Our data keeps getting leaked by corporations and government who don't invest as much as they should in security, or use antiquated practices.

And we have seen the danger with authoritarian countries such as China, Russia and the US of allowing governments easy access to dissenter's speech.

ICE is requesting information on Reddit's Canadian users who criticized its agents.  The US govt easily censored free speech on social media platforms and traditional media for general users, it's now going after private users.

The Canadian government is going to do the same at some point, don't kid yourself. It's not about porn or pedophilia. 

Oh, for fuck sakes, the stupidity of this is astounding.

People share so much fucking personal information online it's ridiculous.  People post their personal views online all the time in a way that is easily traceable to them.

Are you really so naïve as to not understand that state actors can already obtain the information about who is posting information online.

Do yourself a favour and look up what a Norwich Order is.  I can walk into court today and get an order, revealing the identity of anyone in the world who has allegedly defamed my client.

You guys are living in an infantile fantasy that never existed.
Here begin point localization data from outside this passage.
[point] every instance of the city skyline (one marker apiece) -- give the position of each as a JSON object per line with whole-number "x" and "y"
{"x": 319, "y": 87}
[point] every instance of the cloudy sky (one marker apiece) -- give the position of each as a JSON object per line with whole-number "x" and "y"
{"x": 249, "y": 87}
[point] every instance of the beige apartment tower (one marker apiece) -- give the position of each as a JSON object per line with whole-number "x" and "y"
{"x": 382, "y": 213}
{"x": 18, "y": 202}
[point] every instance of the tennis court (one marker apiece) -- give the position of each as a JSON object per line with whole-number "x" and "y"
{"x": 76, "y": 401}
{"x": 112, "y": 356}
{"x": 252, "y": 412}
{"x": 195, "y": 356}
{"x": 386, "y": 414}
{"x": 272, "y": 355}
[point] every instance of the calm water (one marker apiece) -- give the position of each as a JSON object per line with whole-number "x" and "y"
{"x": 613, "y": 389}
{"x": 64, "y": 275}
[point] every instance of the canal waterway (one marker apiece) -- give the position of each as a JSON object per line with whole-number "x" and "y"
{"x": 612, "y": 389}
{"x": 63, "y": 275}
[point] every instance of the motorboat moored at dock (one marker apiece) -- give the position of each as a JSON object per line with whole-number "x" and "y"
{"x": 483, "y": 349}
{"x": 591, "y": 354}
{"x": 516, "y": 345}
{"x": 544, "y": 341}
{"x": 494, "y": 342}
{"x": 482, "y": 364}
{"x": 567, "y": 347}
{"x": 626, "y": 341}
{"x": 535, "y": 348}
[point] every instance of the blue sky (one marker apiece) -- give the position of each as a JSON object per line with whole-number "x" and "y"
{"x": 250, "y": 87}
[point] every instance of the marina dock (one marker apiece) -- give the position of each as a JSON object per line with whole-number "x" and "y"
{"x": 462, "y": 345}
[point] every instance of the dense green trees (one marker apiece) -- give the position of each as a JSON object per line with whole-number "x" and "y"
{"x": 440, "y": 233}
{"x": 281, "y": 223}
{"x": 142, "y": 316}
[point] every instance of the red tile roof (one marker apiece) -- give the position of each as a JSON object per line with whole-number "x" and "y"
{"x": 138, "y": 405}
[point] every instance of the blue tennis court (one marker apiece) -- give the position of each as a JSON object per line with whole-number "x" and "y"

Most of you wave around the principle of free speech without even understanding what it is you're talking about or the legal context in which it exists.  And you guys are the smart ones in society.

You can obtain a court order to know my real identity and where I live.

I did not post here publicly for everyone to see, inviting the highest bidder to get everything they need to impersonate me at my bank over the phone.

No one is supposed to have public access to my SSN, driver's license with picture, RAMQ id and so on.

I keep reasonable stepts to maintain a degree of privacy, I'll be taking some more later this summer/fall.